I guess in this respect, this life choice was the right one. Although it may not be the best choice from a career perspective, from an overall life perspective, using regret as the key indication for right or wrong, there was really no alternative. It has not always been easy being at home. I am sure most people can relate to the struggle between independence and honoring your parents’ wishes. However, I do feel it has generally been a good experience.
And now I’m moving to Asia for five months. This trip has been something I have wanted to do for a very long time. Realistically, this is also probably the last time I will be able to do it either.
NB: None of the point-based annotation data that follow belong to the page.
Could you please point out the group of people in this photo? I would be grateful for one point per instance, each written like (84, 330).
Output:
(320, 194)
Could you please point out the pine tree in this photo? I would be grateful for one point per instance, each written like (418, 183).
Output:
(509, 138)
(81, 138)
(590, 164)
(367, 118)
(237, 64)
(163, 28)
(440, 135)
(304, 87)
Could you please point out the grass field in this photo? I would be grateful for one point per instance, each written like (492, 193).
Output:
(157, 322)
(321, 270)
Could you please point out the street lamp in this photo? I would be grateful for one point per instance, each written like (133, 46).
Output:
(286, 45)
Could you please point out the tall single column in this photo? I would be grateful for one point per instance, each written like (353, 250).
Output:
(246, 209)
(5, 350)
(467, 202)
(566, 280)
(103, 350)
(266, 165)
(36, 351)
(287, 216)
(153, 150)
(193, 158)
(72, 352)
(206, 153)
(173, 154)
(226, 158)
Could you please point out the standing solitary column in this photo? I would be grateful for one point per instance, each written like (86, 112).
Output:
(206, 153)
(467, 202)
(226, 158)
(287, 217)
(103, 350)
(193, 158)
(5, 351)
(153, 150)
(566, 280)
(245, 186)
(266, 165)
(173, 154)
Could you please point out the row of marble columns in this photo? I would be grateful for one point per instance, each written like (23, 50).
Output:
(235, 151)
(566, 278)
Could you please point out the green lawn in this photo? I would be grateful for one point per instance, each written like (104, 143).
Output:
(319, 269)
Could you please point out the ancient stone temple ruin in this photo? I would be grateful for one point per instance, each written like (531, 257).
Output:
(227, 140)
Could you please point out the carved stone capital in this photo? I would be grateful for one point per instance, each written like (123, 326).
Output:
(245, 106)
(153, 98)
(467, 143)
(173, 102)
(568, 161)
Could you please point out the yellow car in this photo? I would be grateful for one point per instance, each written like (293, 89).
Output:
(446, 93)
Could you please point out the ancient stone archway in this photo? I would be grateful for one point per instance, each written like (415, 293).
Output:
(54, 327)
And, just like in my previous decision, I would hate to have the regret of not being able to accomplish this life goal.
Having grown up in Western-based American society, with a German father who has always had a strong influence in the culture of my family’s household, I often feel my mother’s culture has been marginalized by the stronger influences inside and outside the home. One clear example of this reality is the fact that I am fluent in German and English, but I can barely say two complete sentences in Korean.
It is important for a person to know where he/she comes from. I would hope, that when I have a family of my own, I would take the initiative to make sure they learn Korean, German, English and whatever traditional language my wife speaks. This is obviously very ambitious, but as most of you know, ambition is something I have in excess (see the million degrees I have as an example).
Language is very much the gateway to being exposed to the underlying aspects of a culture. I look forward to the trip. I look forward to being ‘lost in translation’ for most of the time. I look forward to struggling through the impossibility of learning a language as distant in familiarity as our nearest celestial object. I look forward to meeting some of my relatives I have not seen in 10 or 15 years. I look forward to kneeling on the ground and paying my respects at the graves of my grandmother, grandfather and great grandmother in the traditional Korean way. I look forward to seeing some of the other countries in Asia too.
But, most importantly, I am reminded of a quote by George Moore...
“A man travels the world over in search of what he needs, and returns home to find it.”